Matt Bevin, Republican governor of Kentucky from 2015 to 2019, unsuccessfully attempted to replace the University of Louisville’s Board of Trustees in 2016 after his attorney general issued a similar opinion. A circuit court judge rejected Bevin’s actions, calling the attempt inconsistent with state law and an invitation to future abuses of power.
Miyares’s memo also mirrors an opinion by former Virginia attorney general Ken Cuccinelli, also a Republican, in 2010, which argued that higher ed institutions didn’t have the authority to include sexual orientation and/or gender identity in their nondiscrimination policies. That argument also gained little traction.
Changes to Legislation
A section of Miyares’s opinion refers to a state law that outlines the role of “Governing Boards of Public Institutions of Higher Education.” He specifically highlights text that states that onboarding programs for new board members should include “presentations relating to: board members’ primary duty to the citizens of the Commonwealth.” But the word “primary” was only added to the legislation in 2019 and was nearly unanimously supported by a politically divided Legislature.
Senator Bill DeSteph, the Republican who introduced the bill, said he agrees with Miyares’s opinion, finds it “well thought out” and does not see it as an overreach.
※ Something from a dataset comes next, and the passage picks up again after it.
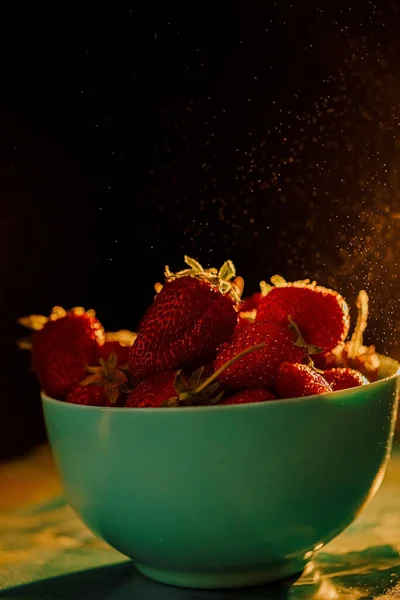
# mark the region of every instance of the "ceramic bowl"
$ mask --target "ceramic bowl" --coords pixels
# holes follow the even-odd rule
[[[368,386],[238,406],[124,409],[43,396],[71,506],[160,582],[227,588],[301,572],[378,490],[398,363]]]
He views the opinion as promoting a duty to both the state and the institution, with the public being of primary interest.
“This really solidifies the concern and the problem that I was addressing at the time,” he said.
Context Beyond the Memo
Gastanaga and others noted that the opinion is more worrisome in the broader context of Youngkin’s other actions related to state higher education.
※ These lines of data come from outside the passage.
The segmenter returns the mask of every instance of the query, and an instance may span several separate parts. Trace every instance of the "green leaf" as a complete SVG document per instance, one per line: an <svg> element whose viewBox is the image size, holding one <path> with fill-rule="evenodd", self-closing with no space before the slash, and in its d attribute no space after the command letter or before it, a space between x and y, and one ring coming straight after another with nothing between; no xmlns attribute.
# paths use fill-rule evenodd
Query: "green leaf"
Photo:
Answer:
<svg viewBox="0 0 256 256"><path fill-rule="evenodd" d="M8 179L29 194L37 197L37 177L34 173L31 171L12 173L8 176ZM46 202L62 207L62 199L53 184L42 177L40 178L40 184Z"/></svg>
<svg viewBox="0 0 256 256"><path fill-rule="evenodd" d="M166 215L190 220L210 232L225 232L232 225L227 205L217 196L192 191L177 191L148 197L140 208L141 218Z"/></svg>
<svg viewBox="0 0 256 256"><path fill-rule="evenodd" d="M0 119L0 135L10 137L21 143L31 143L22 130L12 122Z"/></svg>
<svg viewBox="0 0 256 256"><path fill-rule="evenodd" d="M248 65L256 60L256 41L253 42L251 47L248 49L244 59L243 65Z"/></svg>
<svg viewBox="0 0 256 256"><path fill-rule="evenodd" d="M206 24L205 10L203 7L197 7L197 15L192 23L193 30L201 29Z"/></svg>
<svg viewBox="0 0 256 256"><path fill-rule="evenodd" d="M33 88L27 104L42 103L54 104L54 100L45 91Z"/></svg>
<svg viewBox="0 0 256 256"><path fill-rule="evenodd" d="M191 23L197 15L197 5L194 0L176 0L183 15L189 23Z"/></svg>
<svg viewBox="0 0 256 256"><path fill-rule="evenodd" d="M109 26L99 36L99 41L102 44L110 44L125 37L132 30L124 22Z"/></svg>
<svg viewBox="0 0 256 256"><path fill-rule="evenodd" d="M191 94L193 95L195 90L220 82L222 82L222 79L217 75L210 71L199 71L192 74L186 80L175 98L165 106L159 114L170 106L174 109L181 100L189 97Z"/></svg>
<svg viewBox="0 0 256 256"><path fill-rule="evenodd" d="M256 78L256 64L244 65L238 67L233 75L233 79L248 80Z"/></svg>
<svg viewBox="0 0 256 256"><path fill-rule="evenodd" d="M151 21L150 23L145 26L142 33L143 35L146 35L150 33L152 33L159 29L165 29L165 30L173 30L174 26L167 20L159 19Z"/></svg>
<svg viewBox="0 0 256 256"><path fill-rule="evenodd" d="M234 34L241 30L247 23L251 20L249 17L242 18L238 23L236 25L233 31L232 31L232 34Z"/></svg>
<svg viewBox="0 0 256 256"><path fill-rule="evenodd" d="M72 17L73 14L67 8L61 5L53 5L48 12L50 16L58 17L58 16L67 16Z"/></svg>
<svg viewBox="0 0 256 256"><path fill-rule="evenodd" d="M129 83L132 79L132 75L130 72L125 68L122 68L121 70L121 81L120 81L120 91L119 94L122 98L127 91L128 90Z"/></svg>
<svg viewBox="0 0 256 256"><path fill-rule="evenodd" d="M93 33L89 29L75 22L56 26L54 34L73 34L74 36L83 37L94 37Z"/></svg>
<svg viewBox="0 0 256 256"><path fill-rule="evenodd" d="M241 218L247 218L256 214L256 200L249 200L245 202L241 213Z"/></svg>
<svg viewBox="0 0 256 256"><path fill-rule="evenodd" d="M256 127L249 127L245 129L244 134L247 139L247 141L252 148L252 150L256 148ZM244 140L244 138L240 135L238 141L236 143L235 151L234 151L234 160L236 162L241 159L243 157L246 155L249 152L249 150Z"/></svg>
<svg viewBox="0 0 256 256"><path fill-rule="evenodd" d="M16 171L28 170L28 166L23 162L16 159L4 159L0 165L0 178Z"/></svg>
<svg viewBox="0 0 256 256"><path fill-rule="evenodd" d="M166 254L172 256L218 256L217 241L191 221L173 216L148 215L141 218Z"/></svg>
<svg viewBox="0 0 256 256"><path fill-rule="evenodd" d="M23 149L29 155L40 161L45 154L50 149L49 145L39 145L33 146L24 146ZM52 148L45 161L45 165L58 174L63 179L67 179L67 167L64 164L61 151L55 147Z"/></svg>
They point to his nominees to the Commission on Higher Education Board Appointments, which advises the governor on college board appointments. Youngkin appointed Edwin Feulner, former president of the Heritage Foundation, a conservative think tank, as chair of the commission in April 2022.
“If you put a guy who’s the former head of the Heritage Foundation at the head of the parade, you can be pretty sure what’s going to be in the parade,” Gastanaga said.
Youngkin also made the controversial appointment of Bert Ellis, CEO of a private equity firm and president of a conservative University of Virginia alumni organization, to the university’s Board of Visitors in February. Ellis was already the subject of a contentious incident on campus at the time.
“You’ve got a bunch of stuff swirling around, so when I look at this opinion, I think, ‘This is the marinade. I wonder what the main dish is?’” Gastanaga said. “They’ve got some stuff they’re putting in this marinade, and then when it gets ready, they’ll bring out the main dish, and we might not like the taste.”